Ascony had called her “stunning,” but the cliché was not truly descriptive at all. She was not an impact, she was an experience, which, from being more gradual was all the more enduring in its effect. His first impression of her, foolishly it seemed at the time, was one of coolness. Even at a little distance he noticed that the plain white skirt and shirt that she wore had a crackling fresh look, and yet the holster belt with a revolver hanging low on the right side did not look as if it had just been put on. She had very fine ash-blonde hair of the natural kind which often looks almost gray, yet in spite of the sweltering humidity there was nothing dank or bedraggled about it. As she came closer still he saw that her wide-set level eyes were another gray, clear and cool as mountain lakes under a clouded sky.

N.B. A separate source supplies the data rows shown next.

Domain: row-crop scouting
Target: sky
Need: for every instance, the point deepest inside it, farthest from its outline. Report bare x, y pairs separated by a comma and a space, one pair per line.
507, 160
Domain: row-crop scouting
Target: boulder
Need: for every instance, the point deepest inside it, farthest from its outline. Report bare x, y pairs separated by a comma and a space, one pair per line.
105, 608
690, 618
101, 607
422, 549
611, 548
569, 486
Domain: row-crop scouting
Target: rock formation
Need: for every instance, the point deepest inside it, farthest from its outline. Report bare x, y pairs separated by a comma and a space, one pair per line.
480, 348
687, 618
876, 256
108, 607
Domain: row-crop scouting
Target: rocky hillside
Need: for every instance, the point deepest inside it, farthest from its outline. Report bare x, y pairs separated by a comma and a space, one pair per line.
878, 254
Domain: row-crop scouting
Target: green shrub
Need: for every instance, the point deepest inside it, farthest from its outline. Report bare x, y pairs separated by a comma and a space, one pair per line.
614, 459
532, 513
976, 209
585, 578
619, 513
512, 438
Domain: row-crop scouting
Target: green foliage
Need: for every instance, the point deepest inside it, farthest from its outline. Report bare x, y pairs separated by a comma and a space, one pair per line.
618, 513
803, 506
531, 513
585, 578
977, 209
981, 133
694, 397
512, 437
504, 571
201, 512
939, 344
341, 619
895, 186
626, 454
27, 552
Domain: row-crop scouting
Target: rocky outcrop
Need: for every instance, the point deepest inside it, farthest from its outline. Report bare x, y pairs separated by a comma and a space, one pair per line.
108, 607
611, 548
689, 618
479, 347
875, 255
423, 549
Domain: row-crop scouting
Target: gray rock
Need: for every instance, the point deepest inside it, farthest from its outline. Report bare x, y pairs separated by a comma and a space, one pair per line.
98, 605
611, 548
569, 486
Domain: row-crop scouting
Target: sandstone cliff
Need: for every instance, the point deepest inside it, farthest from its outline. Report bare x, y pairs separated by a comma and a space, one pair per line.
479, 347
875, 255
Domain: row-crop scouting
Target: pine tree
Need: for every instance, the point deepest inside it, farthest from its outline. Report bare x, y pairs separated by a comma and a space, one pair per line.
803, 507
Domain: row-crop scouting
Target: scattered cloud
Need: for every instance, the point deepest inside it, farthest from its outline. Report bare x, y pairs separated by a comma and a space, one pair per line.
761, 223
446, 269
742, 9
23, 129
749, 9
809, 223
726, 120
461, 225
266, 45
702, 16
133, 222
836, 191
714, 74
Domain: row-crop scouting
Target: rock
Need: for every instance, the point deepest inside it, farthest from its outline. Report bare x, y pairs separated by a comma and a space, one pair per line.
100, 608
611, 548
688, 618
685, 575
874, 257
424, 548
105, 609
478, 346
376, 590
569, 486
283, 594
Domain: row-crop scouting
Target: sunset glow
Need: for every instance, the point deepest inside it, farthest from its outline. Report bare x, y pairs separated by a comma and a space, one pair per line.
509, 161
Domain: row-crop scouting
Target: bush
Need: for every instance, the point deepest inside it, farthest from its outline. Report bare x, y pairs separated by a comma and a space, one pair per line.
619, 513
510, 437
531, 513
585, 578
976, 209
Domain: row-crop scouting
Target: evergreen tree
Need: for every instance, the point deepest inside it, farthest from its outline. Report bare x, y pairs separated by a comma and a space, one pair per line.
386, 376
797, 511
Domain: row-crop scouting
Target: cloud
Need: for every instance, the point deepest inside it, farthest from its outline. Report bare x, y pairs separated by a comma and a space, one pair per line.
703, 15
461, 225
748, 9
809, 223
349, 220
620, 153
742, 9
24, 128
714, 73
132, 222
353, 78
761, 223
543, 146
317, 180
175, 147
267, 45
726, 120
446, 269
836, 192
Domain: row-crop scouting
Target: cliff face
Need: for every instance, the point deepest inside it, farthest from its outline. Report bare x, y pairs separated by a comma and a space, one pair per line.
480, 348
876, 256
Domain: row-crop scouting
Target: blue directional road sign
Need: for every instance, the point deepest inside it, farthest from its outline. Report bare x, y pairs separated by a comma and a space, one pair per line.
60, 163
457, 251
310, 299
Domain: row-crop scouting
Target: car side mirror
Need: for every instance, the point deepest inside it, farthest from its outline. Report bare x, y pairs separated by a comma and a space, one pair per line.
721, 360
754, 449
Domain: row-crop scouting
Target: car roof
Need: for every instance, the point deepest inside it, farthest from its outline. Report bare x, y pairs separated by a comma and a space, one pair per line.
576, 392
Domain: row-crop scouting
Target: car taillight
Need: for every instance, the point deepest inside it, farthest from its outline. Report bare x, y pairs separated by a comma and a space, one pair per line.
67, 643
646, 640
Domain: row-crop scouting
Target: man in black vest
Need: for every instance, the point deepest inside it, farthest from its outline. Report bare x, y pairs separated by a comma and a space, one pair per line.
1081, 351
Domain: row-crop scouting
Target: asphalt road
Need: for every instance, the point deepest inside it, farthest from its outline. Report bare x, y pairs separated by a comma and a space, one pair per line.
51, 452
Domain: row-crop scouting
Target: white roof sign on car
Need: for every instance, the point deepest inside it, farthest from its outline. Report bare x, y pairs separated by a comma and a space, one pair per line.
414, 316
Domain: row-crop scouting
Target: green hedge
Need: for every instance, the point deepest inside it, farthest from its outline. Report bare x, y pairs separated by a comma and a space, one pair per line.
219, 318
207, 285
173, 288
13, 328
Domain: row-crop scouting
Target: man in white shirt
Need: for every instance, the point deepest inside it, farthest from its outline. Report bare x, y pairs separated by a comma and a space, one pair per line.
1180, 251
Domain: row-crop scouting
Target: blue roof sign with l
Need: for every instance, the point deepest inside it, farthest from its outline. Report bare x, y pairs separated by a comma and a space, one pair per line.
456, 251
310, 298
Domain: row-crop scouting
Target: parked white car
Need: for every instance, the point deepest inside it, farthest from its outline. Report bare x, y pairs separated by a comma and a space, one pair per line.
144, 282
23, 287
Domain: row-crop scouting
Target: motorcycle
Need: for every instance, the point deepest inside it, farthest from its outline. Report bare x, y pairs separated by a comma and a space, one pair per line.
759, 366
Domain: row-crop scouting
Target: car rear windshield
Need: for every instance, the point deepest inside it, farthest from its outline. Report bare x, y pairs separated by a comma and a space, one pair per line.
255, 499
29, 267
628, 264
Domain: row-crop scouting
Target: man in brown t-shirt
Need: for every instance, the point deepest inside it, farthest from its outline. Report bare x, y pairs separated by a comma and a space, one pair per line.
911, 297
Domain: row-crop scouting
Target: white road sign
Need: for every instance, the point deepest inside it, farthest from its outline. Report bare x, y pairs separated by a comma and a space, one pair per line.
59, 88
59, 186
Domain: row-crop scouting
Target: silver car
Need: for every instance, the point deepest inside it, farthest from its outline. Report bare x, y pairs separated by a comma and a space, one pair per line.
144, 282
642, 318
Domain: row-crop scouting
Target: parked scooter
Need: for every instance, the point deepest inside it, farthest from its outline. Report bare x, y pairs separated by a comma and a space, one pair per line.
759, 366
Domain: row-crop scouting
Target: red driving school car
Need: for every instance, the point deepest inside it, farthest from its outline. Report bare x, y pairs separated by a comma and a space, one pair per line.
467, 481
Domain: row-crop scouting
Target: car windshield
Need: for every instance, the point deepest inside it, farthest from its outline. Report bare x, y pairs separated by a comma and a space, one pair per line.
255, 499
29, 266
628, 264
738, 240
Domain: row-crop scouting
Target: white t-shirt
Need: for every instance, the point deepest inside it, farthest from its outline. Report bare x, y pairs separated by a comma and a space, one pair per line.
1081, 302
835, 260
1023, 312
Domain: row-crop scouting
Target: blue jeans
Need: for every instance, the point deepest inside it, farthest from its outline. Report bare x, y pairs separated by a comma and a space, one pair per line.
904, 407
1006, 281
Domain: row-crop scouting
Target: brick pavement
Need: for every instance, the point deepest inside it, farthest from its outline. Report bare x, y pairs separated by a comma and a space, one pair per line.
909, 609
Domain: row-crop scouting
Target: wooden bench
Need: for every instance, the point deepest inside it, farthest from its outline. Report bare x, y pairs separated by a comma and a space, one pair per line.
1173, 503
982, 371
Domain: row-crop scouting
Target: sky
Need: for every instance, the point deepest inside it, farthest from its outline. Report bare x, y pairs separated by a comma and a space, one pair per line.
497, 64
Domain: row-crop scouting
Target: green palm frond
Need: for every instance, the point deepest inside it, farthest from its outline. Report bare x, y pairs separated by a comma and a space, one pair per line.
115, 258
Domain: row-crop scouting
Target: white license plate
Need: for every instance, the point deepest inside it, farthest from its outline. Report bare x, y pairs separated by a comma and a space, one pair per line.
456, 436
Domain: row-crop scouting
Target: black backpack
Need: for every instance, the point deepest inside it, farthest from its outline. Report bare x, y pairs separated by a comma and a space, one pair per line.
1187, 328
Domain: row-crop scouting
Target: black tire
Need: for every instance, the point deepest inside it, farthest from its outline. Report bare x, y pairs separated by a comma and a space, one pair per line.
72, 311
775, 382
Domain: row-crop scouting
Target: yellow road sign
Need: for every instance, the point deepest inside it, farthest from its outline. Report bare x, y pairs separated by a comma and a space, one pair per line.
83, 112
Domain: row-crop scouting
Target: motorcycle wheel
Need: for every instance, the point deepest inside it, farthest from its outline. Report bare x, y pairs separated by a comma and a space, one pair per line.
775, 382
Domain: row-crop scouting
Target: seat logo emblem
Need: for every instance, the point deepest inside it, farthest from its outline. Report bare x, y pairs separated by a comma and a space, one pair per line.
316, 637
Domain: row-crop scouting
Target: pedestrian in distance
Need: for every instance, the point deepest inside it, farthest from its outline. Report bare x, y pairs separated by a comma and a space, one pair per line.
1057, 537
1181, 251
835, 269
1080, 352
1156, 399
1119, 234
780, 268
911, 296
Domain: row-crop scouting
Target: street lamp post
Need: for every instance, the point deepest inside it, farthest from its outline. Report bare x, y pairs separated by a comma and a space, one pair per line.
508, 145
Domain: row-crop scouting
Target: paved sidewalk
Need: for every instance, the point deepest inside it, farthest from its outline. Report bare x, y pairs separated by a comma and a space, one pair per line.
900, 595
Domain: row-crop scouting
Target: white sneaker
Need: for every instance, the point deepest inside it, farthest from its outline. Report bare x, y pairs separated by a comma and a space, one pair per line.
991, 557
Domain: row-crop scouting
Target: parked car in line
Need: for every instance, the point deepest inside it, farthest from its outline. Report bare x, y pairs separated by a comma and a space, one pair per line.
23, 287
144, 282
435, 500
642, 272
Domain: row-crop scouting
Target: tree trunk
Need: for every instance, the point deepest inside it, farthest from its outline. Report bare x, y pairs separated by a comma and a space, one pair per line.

The experience continued to build impressions into an inevitable structure. He had only observed at first that her figure appeared to be pleasantly normal in size and proportions; it became a conviction later that the only right word for it was “perfect.” Because it was so perfectly without deficiencies or exaggerations it was not immediately striking, but after a while you were aware of it as the most symmetrical and shapely and desirable body that a woman could have. In the same way her face was not beautiful with the startling prettiness that snaps heads around and evokes reflex whistles. You became fascinated one by one with the broad brow, the small chiseled nose, the delicately contoured cheekbones, the wide firm-lipped mouth that opened over small teeth like twin rows of graduated pearls, the strong chin, and the smooth neck that carried it with queenly poise, and presently you felt that you were looking at Beauty itself made carnal in one assemblage of wholly satisfying features.

“You must be Mr Templar,” she said. “I’m Eve Lavis.”

She put out her hand, and it was as cool and dry as she looked, so that the Saint was aware of the stickiness that even his superbly conditioned body had conceded to the heat.

“I’m a fairly housebroken guest,” he said. “I never smoke in bed, and I seldom shine my shoes with the bath towels. Sometimes I don’t even wear shoes.”

“I’m sorry I kept you waiting,” she said. “I was sending a wire to Vernon — the railway ticker is our telegraph station. I told him you got here all right.”

The reversal of ordinary sequence, that she had waited to complete a telegram and mention his arrival before even greeting him, renewed and redoubled the sense of abnormal coolness that had first struck him. Yet there was nothing chilly or unfriendly about her manner. He had a sudden sharply-etched feeling that it was only her way of doing things, a disconcertingly direct and practical way.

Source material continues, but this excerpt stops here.